第51話 頂上決戦!
「悪いが仕事を頼みたいのだが」
ルーラーさんからの仕事依頼。剣の国の大会はまだ先、時間に余裕がある。仕事を受けることに。
「悪徒の街跡地を破壊してもらいたいんだ」
まだ残っていたんだな。そこそこ大きな街だから潰すのにもかなりのお金と時間がかかる。俺が一気に破壊してしまえばお金も時間も浮く。業者に頼むよりも安く済むかも。
「住んでる奴らは追い出してくれ。皆盗賊だがな」
盗賊の住処になってしまったことも俺に依頼した理由のようだ。一般の業者では対応できない。彼らを片付けてから街の破壊をする仕事というわけだ。
「懐かしいな」
悪徒の街の前へ。あれから結構時間が経つ、そして街を破壊することになるとは。トータルライズを使い街の中に入っていく。いくつかの建物が崩れている。さっさと片付けてしまおう。
「誰だ、って魔獣か!?」
早速盗賊とエンカウント、続々と建物の中から出てくる。かなりの人数がここにいるようだ。さっさと捕獲して国に渡すとしよう。襲ってくる盗賊を片っ端から方片付けていく。二層の壁、一層の壁を破壊し中を見ていく。もういないかな? 一応最終勧告をしておこう。壁を登り、声が通りやすそうなところで大声を発する。

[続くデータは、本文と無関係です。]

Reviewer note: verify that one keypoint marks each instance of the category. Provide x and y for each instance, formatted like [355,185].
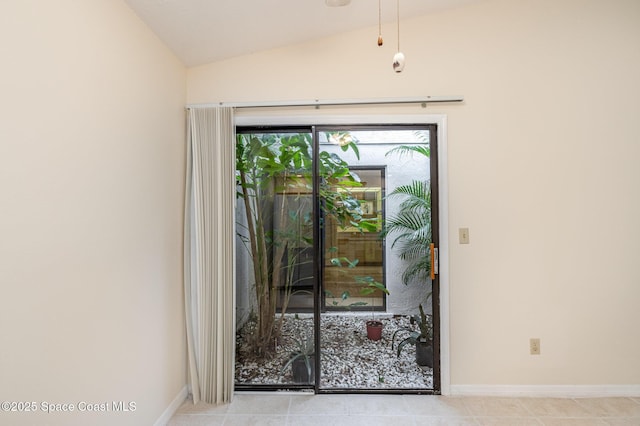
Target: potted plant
[302,360]
[369,286]
[421,338]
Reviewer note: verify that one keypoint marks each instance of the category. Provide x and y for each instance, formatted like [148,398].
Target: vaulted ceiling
[203,31]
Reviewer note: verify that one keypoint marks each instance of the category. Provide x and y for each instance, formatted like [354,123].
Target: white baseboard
[173,407]
[554,391]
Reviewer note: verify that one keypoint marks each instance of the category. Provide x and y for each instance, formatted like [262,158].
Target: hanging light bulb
[398,58]
[380,23]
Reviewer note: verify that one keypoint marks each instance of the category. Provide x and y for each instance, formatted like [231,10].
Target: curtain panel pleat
[209,286]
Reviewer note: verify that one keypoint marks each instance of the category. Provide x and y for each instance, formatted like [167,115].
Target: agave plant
[303,351]
[424,334]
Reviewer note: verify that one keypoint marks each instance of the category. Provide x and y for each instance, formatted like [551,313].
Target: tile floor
[302,409]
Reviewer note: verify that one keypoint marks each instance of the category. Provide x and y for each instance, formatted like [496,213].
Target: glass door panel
[275,251]
[374,278]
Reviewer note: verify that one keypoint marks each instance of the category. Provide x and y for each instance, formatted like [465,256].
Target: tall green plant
[277,227]
[411,226]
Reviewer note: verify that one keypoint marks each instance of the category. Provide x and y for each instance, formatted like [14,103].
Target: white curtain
[208,253]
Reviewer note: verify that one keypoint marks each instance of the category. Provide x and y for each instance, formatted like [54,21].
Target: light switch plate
[464,235]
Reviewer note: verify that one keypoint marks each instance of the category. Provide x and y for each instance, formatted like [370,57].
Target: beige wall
[91,190]
[542,169]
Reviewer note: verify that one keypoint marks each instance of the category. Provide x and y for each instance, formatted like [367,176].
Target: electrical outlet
[534,346]
[464,235]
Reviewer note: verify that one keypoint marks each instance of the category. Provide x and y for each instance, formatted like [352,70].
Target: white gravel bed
[348,358]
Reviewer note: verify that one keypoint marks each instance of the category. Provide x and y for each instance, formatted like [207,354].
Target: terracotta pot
[424,354]
[301,372]
[374,329]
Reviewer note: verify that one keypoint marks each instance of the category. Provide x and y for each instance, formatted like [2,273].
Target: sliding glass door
[335,290]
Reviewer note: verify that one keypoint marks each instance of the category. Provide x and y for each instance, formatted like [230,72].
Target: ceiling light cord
[398,58]
[398,16]
[380,23]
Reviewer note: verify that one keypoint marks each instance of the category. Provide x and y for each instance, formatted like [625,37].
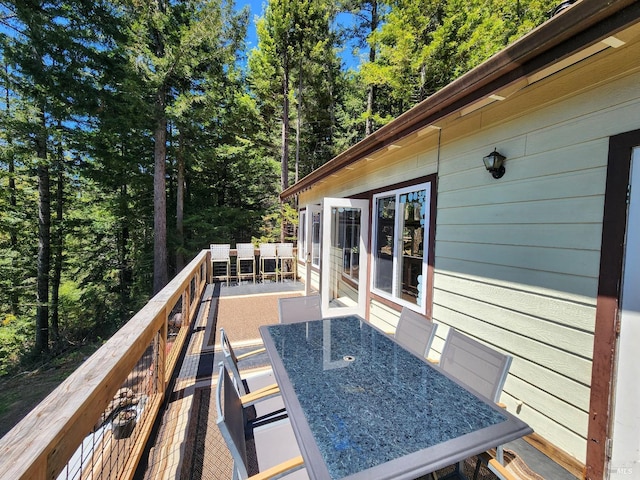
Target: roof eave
[584,23]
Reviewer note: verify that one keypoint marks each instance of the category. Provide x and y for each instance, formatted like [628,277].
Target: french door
[345,236]
[626,422]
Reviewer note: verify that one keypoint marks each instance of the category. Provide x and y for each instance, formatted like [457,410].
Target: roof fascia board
[584,23]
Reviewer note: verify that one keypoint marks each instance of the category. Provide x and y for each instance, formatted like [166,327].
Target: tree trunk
[125,273]
[371,94]
[284,180]
[180,204]
[299,120]
[13,202]
[57,249]
[160,275]
[44,239]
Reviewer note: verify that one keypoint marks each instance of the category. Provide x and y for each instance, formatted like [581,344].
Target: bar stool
[285,255]
[247,257]
[220,254]
[268,257]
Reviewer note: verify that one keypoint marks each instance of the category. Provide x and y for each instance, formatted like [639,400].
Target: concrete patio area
[186,443]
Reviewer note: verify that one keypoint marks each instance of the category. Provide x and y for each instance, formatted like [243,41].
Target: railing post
[307,284]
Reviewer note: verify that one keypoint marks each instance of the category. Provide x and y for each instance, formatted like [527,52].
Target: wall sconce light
[494,163]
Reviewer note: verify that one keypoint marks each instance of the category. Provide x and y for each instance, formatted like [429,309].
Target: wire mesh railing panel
[105,451]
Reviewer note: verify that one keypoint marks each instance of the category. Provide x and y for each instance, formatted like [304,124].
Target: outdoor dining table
[363,407]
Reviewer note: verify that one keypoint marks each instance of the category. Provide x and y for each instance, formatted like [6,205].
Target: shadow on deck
[187,443]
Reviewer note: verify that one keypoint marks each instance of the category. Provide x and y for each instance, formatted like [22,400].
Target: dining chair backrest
[268,250]
[477,365]
[220,252]
[285,250]
[245,251]
[231,422]
[414,332]
[299,309]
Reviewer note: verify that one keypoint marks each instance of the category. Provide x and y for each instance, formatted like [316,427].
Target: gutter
[579,26]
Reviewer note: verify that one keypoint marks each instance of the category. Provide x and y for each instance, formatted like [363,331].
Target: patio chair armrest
[277,471]
[260,394]
[252,352]
[498,469]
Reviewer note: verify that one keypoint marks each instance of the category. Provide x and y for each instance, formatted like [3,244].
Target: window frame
[429,185]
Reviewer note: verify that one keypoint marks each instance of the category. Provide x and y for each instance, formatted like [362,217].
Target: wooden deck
[187,443]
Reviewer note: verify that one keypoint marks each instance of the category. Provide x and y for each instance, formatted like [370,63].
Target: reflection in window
[349,237]
[302,235]
[400,236]
[315,239]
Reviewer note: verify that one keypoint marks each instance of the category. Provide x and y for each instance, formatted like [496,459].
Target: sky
[257,7]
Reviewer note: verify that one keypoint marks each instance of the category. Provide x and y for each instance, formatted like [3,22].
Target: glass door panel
[344,243]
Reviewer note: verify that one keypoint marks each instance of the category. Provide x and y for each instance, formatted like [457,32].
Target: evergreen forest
[134,133]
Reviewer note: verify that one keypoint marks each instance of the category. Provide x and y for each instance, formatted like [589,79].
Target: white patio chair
[414,332]
[273,442]
[299,309]
[478,366]
[268,257]
[231,361]
[247,258]
[287,260]
[220,255]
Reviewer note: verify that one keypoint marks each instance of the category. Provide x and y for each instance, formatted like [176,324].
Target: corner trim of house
[614,226]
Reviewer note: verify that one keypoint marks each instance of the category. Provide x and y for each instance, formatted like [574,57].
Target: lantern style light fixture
[494,162]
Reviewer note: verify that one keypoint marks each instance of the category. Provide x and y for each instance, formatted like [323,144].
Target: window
[310,234]
[302,235]
[348,239]
[316,222]
[401,241]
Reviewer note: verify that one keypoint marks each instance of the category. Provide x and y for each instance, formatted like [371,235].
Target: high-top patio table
[362,407]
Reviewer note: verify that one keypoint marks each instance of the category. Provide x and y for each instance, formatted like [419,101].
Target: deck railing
[97,422]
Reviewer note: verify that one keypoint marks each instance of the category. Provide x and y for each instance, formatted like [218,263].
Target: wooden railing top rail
[44,441]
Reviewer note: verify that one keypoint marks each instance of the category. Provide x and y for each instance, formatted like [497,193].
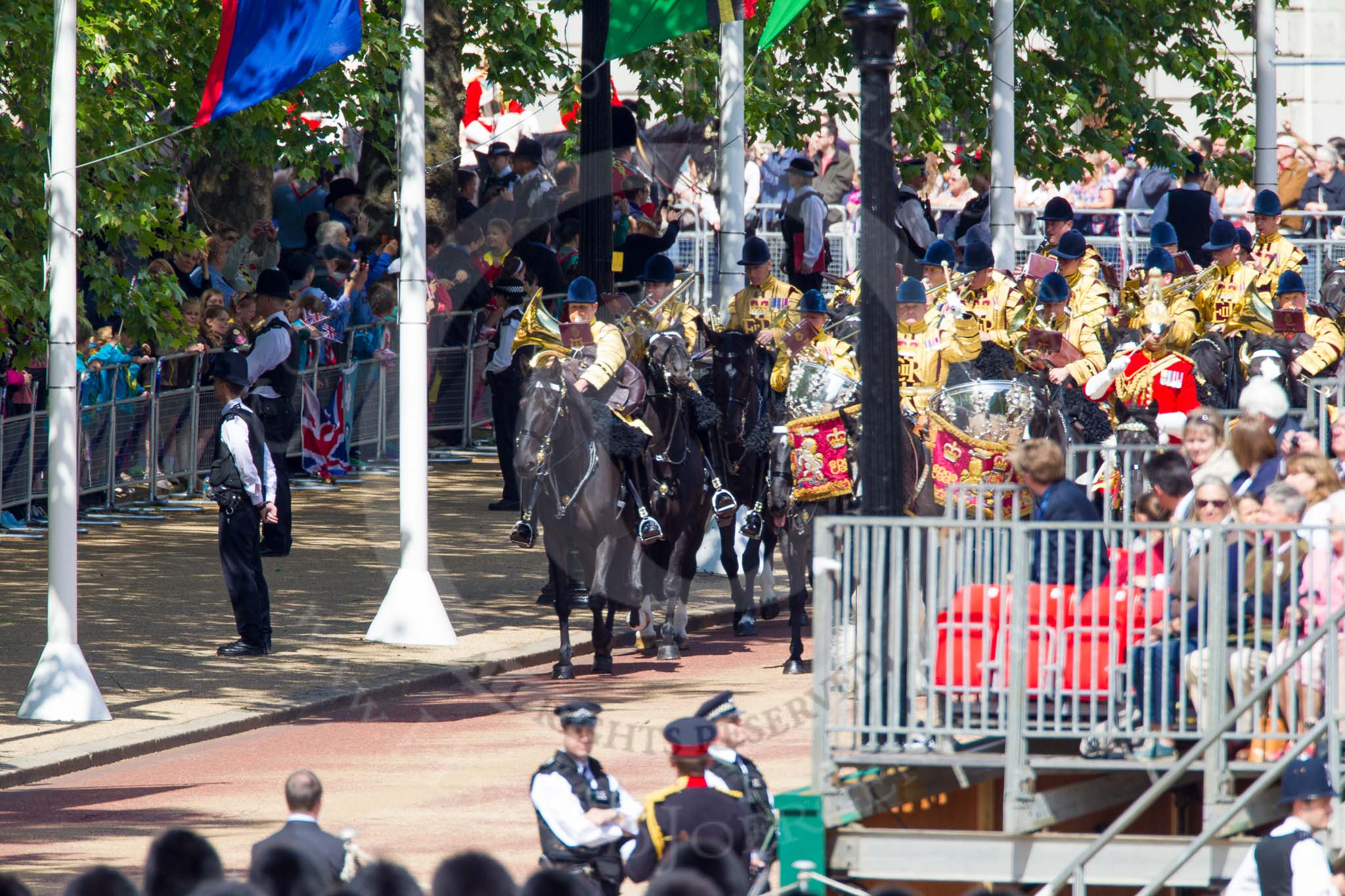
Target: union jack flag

「これから街を破壊する。隠れていると巻き込まれて死ぬことになるぞ。とっとと出てこい」
「ひっ、ひいっ」
数名の盗賊が悲鳴を上げながら逃げ出していく。ったく、手間かけさせるなよな。彼らを縛り上げ外に出す。まとめて外に放り投げる。国の兵士が連れて行ってくれている。後はこの街の破壊だけ、誰もいなくなった街は静かだ。
「この闘気は!?」
その静寂を破る者がいる。強大な闘気を発しながらこちらに近づいてくる。魔人砦で感じた闘気だ。この前と違うのはまっすぐに俺に向かってきていること。そのままの速度で俺に突っ込んでくる。飛んでかわし、その強者と距離を取る。前回と違い姿は隠していない。

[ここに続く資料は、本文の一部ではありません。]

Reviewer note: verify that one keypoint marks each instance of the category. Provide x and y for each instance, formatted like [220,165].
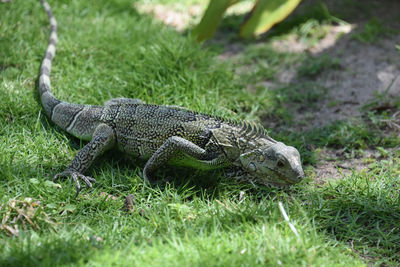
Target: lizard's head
[274,164]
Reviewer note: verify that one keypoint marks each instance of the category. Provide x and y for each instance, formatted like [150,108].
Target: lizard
[163,135]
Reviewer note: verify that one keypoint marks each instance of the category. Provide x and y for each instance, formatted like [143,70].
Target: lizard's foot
[75,175]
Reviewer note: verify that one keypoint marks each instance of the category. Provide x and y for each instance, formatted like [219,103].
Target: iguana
[164,135]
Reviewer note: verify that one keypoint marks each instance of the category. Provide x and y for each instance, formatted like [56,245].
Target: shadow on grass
[361,213]
[55,251]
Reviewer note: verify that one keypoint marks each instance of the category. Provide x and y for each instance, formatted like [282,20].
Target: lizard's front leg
[171,147]
[103,139]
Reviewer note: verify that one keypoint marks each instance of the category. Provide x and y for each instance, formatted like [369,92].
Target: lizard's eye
[252,167]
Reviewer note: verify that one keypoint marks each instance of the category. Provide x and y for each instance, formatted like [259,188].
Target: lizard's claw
[75,178]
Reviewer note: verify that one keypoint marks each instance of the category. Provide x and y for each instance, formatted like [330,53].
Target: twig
[284,214]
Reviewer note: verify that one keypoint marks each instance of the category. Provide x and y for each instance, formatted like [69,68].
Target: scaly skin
[164,135]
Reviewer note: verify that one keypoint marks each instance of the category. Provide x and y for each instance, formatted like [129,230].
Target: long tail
[47,98]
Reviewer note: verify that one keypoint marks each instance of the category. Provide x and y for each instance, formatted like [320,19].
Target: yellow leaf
[264,15]
[211,19]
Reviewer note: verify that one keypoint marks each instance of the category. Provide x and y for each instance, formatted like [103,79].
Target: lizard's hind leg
[171,147]
[103,139]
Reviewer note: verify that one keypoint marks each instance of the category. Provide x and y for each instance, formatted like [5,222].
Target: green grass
[106,49]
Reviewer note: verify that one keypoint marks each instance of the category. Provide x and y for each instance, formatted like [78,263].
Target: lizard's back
[142,128]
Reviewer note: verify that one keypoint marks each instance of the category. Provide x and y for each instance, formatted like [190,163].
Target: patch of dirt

「挨拶代わりだが余裕でかわしてくれたか。うれしいねえ」
サークさんだ。異様な速さ、人間のそれではない。ルーラーさん宅の出来事を思い出す。そうか、あの時彼は単純にステータスが高く小細工せず速さで忍び込んだんだ。彼はすでにレアスキルを持っている。となると考えられる答えとしては、サークさんは俺達と同じように人外のレベルに達しているということだ。どうやってそこまで上げたかはわからないが、俺達のように特殊な方法でレベル上げをしたのだろう。そして以前と違うことがある。彼はこちらに殺気を向けている。
「探したぞ、筋肉の化け物。お前の命をいただきに来た」
魔人の時は大人しく去っていった、味方だと思っていたが。できれば戦いたくはない。
「俺にはアンタと争う理由がない」
「お前になくてもこちらにはあるんだ。王が交代したのを知っているな?」
俺達が修行中に王が亡くなり息子で長男の王子が戴冠し王に。平和を愛する前王とは違い、現王は野望を抱いているようだ。世界を取る足がかりとして魔族の領地を手中に収めようとしている。国の力を強めて隣国農業の国に攻め込む。農業の国の戦力はかなり弱い。魔人戦争では送った兵はわずか、代わりに物資を大量に届けている。もし戦いになれば圧勝だろう。大陸の覇権はこの国のものに。物資を大量生産できる国と、戦力があるこの国が合体すればかなりの強国になるだろう。そしていつかは世界制覇を。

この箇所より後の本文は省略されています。